Expansion at the port of Virginia is opening new ro-ro opportunities, says Joe Harris, Senior Director of Media Relations for the Virginia Port Authority (VPA): “We are well past the half-way point of our combined $700 million capacity expansion at Virginia International Gateway (VIG) and Norfolk International Terminals, and that is opening up new possibilities for ro-ro, breakbulk and project cargo.”

  Harris adds that “At the height of construction we were using the 287-acre Portsmouth Marine Terminal (PMT) as an outlet for container cargo, but we are now shifting more and more of that container volume out of PMT and back to VIG. That migration of cargo opens up PMT as a multi-use (ro-ro, breakbulk and project cargo) facility. As a result, our sales team is actively marketing the terminal’s ro-ro capabilities.”

PMT currently has regular calls by Atlantic Container Line’s (ACL) vessels. It also has on-dock rail service via Norfolk Southern, Portsmouth Belt Line and CSX Transportation.

The Newport News Marine Terminal (NNMT) is another multi-use facility with many possibilities. It occupies 165 acres, has direct, on-dock rail service via CSX with the ability to transfer to Norfolk Southern in Richmond, and features a permanent roll-on/roll-off ramp for loading and unloading rail cars with construction and agricultural equipment. In 2018, NNMT handled nearly 25,000 imported vehicles.

Our goal is to diversify our cargo mix by leveraging the possibilities these multi-use terminals present, and ro-ro cargo is an area where we have many possibilities,” Harris explains. “In our effort to diversify our cargo mix, we are reacquainting ourselves with the process of moving SDDC cargo (the military’s Surface Deployment and Distribution Command), much of which can be ro-ro. Virginia is one of 17 strategic ports, and as a result we have handled SDDC moves in the past. But now with PMT and NNMT we are better-equipped to handle this business and can be more aggressive in courting it.”

The threat of tariffs on imported cars is a concern, he says: “We are closely monitoring the current trade environment and the effects that additional tariffs may have on our business. In order to ensure that we have a clear understanding of the impacts of new tariffs on our volumes, our business analysis team is conducting sensitivity forecasting to help gauge the impact.”

Partnering for Profit

On the West Coast, the big story at the port of San Francisco is the Pier 80 facility where there has been solid ro-ro growth during its first three years of operation, says Brendan O’Meara, the port’s Maritime Marketing Manager.

The port partnered with Pasha Automotive Services at Pier 80, and auto volumes have doubled each year and are expected to reach 75,000 units at fiscal year-end. “By partnering with Pasha we have successfully turned an underutilized maritime asset into a highly active ro-ro facility,” O’Meara says. The port’s ro-ro business consists entirely of autos with 70 percent exports and 30 percent imports.

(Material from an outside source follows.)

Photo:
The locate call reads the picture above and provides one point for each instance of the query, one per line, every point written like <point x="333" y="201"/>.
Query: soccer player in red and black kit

From a carrier’s perspective, there is a strengthening trend in inbound cargo as the U.S. economy continues to be very strong, notes Atlantic Container Line (ACL) spokesperson Renee Sisk. “We are also seeing an increase in the used ro-ro cargo sector for construction and agricultural equipment to and from Europe,” she adds.

In the past three years ACL introduced five new con-ro vessels (container and ro-ro) into its fleet. To improve efficiencies and service to customers, the carrier is now developing electronic data interchange capabilities for all ro-ro freight, which is expected to be available next year.

The opinions expressed herein are the author's and not necessarily those of The Maritime Executive.